I remember in one building was a novelty store. Right next to that was a store that sold greeting cards. Down the way was the store that for years sold swimming pools and next to that was a thrift shop. Fortunately, the Asian restaurant where I was about to enjoy dinner seemed to be thriving, but the rest of the mall looked like a ghost town.
I wonder if new business life will ever again be rekindled in these skeletal remains. I wonder about the people who had once run and owned these businesses. Were they individuals who had once dreamed of striking out on their own in starting up a small business?
Were they people who had made good at another store and felt that business was good enough to take the gamble in opening another site?
Perhaps it was a bigger chain that decided starting another outlet at this mall would provide even more prosperity? Whatever the circumstances, it appears the current economic conditions had taken its toll.
I wondered just how many people once worked in these buildings. On average, were there perhaps eight to 10 employees in each store? How many total?
I wonder just how many are now relying on public assistance.
There are many other sites all throughout Fort Wayne that resemble this one. As we all know, it’s the same throughout America. That America that I knew growing up has by and large disappeared. It was an America that for those who did not go to college could always count on getting a job in a factory. Now those factories only remain through memory and by colossal graveyards comprised of massive, vacant brick monuments.
But we had reason to believe that our greatness would endure through America’s entrepreneurial spirit, meaning, of course, our reliance on the increasing numbers of small businesses starting up across the country.
But since the recession, small business owners have been made to feel like pariahs. Because the federal government has placed such strict demands on banks’ lending practices, for many small businesses to get loans can be like yanking a filet mignon out of a hungry tiger’s mouth.
As pointed our on the blog FinanaceNewshole, “small business employs 50 percent of the U.S. work force. It makes up almost 40 percent of the GDP. The easy money policy of the Federal Reserve makes it far easier for banks to borrow at little cost from the Fed and invest in government bonds. So why bother to make small business loans?”
Add in the costs that small businesses will eventually face with the passage of Obamacare, and with the push to keep higher taxes in place, just where and when will relief come?
So my concern is this: With the current administration locked on tight in their notions of taxing the rich, holding onto the high cost of the current minimum wage scale as well with the uncertain future of Obamacare, how will anyone want to run the risk of starting a small business?
In fact, just how can we hope to reignite that entrepreneurial spirit that once made America great? How can someone who failed at a business once upon a time be expected to give it another try? Especially in a political climate that seems so antagonistic toward anyone who simply wants to get ahead? When class warfare is exploited by the left? When we have a president who is driven to “redistribute the wealth”?

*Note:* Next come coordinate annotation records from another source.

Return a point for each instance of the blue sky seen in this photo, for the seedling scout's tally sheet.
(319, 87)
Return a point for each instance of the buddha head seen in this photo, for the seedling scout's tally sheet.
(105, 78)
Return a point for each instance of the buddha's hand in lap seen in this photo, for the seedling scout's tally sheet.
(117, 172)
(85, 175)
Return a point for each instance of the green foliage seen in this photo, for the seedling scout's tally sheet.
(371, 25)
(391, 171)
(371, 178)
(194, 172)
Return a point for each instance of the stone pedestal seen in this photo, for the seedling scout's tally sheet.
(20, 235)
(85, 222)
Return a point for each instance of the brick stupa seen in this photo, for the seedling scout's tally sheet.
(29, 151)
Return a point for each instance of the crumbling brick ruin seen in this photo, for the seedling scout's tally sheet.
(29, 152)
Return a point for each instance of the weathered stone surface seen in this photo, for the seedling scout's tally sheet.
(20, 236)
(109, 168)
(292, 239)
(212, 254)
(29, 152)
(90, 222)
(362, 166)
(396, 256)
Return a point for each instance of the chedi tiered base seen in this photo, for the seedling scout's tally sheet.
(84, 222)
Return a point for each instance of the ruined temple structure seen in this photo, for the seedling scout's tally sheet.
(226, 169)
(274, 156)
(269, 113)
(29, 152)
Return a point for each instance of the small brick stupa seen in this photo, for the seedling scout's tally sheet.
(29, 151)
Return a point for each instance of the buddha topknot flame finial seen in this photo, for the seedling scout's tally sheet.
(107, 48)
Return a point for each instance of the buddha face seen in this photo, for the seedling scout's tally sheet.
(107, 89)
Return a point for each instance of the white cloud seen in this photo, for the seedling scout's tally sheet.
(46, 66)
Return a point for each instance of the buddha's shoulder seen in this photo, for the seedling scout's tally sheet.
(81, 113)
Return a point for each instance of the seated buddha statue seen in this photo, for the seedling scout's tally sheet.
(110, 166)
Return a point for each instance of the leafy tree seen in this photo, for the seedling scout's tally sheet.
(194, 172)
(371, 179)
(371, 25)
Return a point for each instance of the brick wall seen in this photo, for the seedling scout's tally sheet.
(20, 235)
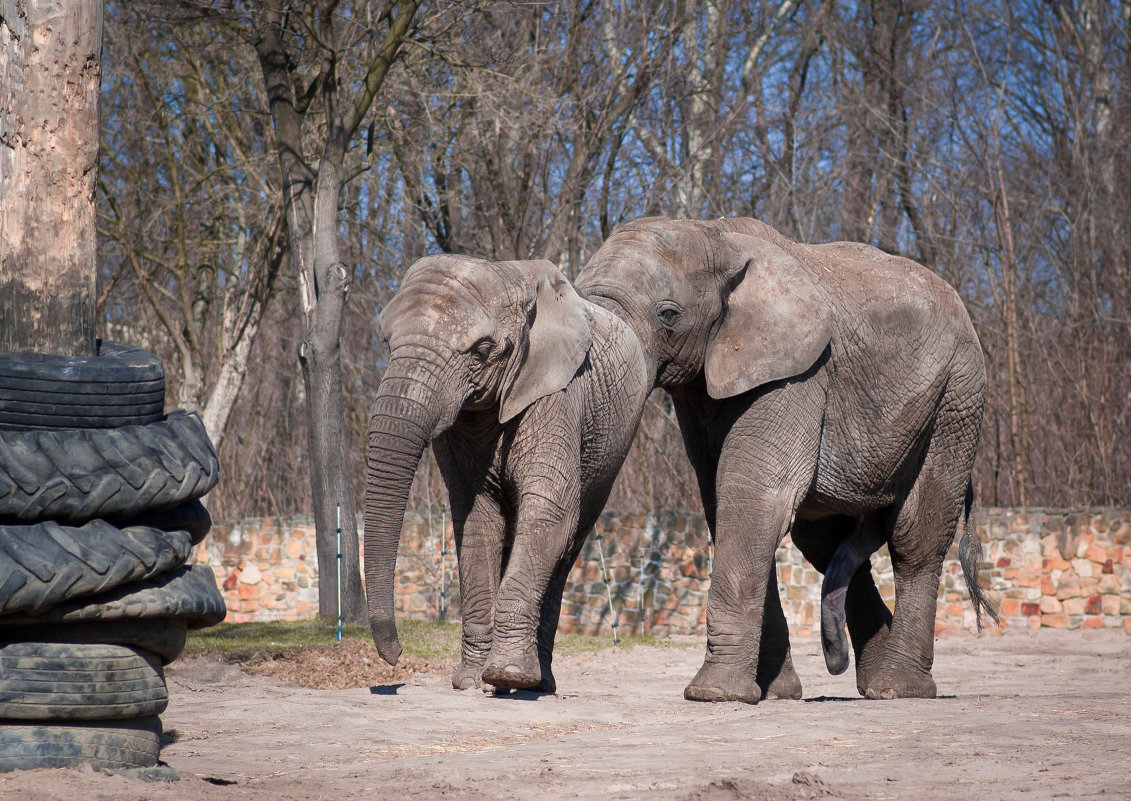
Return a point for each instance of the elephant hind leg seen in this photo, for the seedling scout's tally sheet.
(853, 553)
(923, 530)
(866, 617)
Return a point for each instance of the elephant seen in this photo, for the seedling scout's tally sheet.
(832, 393)
(531, 397)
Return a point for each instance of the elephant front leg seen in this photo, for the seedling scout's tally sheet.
(735, 608)
(776, 675)
(529, 591)
(765, 467)
(478, 548)
(544, 466)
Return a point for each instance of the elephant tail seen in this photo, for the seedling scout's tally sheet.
(969, 554)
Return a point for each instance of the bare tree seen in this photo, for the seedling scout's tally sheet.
(50, 68)
(190, 214)
(302, 49)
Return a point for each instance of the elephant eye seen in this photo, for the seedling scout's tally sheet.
(668, 313)
(482, 350)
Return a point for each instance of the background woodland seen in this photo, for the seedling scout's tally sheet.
(987, 140)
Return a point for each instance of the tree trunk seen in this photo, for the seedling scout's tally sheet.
(311, 197)
(50, 69)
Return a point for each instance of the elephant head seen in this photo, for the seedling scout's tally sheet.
(725, 298)
(463, 334)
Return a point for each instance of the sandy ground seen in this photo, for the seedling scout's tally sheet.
(1043, 715)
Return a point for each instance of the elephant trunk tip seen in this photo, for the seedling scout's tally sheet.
(385, 638)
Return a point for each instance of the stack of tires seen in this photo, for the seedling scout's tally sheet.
(98, 514)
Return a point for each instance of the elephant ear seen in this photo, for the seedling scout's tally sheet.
(776, 324)
(557, 343)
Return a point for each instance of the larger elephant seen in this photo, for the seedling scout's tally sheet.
(531, 397)
(834, 393)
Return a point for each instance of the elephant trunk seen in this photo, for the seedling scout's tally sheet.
(406, 415)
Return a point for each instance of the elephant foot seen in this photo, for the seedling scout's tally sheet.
(467, 677)
(786, 686)
(899, 683)
(517, 671)
(723, 682)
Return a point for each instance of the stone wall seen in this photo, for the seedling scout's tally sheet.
(1043, 567)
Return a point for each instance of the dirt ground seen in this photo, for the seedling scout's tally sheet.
(1041, 715)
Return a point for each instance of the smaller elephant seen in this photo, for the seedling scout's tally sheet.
(531, 397)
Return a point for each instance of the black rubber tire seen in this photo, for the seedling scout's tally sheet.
(102, 744)
(161, 636)
(120, 386)
(52, 681)
(74, 475)
(189, 593)
(45, 563)
(191, 517)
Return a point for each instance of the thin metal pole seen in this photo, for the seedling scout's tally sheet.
(337, 636)
(609, 592)
(443, 563)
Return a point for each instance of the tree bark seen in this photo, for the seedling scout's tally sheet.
(311, 197)
(50, 69)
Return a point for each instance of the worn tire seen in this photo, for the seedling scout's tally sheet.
(45, 563)
(102, 744)
(162, 636)
(191, 517)
(189, 593)
(74, 475)
(120, 386)
(50, 681)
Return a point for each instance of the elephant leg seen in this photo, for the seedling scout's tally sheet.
(528, 594)
(551, 612)
(545, 459)
(480, 544)
(776, 677)
(866, 617)
(923, 530)
(766, 466)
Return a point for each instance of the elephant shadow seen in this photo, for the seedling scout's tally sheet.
(837, 699)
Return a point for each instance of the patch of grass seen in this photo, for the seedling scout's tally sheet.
(423, 638)
(239, 642)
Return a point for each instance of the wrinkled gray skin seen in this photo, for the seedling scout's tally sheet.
(832, 393)
(531, 397)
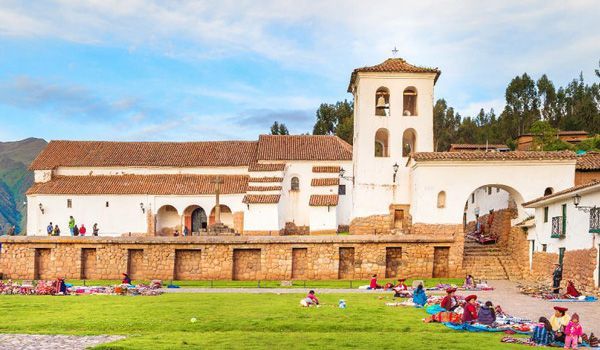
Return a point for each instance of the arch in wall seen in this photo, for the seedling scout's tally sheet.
(409, 142)
(382, 102)
(195, 219)
(442, 199)
(381, 143)
(167, 221)
(409, 101)
(226, 216)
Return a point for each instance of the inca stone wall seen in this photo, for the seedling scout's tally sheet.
(214, 258)
(371, 225)
(578, 266)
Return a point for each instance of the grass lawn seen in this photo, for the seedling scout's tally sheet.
(236, 321)
(431, 282)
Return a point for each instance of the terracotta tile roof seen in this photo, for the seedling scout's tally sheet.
(325, 182)
(140, 184)
(303, 147)
(261, 198)
(265, 179)
(479, 155)
(170, 154)
(566, 191)
(326, 169)
(323, 200)
(266, 167)
(393, 65)
(588, 161)
(263, 188)
(475, 146)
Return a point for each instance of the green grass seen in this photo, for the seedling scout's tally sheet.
(431, 282)
(237, 321)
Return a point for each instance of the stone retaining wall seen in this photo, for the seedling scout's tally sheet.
(267, 258)
(578, 266)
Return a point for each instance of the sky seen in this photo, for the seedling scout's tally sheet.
(141, 70)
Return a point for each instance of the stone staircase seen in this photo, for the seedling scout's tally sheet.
(489, 262)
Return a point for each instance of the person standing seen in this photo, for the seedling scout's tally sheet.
(72, 225)
(557, 278)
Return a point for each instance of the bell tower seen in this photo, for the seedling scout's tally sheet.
(393, 117)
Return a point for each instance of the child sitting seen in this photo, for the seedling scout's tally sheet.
(573, 332)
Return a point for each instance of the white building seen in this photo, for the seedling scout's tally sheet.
(291, 184)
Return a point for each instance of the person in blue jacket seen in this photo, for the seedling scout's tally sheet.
(419, 296)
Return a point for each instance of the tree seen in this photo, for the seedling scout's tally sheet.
(335, 119)
(279, 129)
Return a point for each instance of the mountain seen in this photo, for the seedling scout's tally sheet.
(15, 179)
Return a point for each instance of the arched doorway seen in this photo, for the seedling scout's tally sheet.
(167, 221)
(226, 216)
(199, 220)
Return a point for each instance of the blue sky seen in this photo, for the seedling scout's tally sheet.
(203, 70)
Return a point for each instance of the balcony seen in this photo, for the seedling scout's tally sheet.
(558, 227)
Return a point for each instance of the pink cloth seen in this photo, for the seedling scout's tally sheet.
(571, 341)
(573, 329)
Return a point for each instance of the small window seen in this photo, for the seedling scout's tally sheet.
(381, 143)
(410, 102)
(382, 102)
(442, 199)
(295, 184)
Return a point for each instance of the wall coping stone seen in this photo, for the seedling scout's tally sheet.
(229, 239)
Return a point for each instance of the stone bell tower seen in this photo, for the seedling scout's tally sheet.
(393, 117)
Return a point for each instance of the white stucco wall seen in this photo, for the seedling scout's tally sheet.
(374, 175)
(524, 180)
(323, 218)
(261, 217)
(121, 216)
(578, 225)
(498, 199)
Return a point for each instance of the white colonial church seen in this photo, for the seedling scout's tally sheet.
(288, 184)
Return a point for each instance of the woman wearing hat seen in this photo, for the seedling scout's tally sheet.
(559, 321)
(450, 302)
(470, 313)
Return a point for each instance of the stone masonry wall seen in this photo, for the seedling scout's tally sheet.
(156, 257)
(371, 225)
(578, 266)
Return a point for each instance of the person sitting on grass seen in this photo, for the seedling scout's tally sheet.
(542, 333)
(572, 292)
(469, 282)
(487, 315)
(470, 313)
(419, 296)
(573, 332)
(559, 321)
(310, 299)
(373, 284)
(450, 302)
(401, 289)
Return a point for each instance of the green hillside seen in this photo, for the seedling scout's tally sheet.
(15, 179)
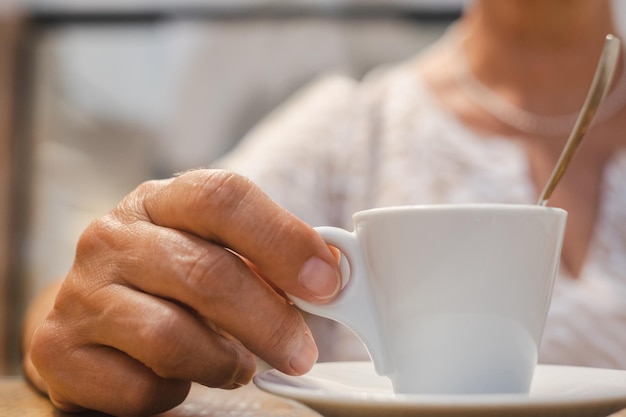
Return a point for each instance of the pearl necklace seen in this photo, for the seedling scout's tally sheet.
(524, 120)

Even if a new administration is voted in this November, has the business climate in America turned so sour that anyone who would have considered starting a new business might disregard any thought, believing that the political winds and Congress might change in any two-year cycle? Are we killing those entrepreneurial wannabes’ confidence?
Apparently someone has forgotten that Henry Ford and Bill Gates once started a small business.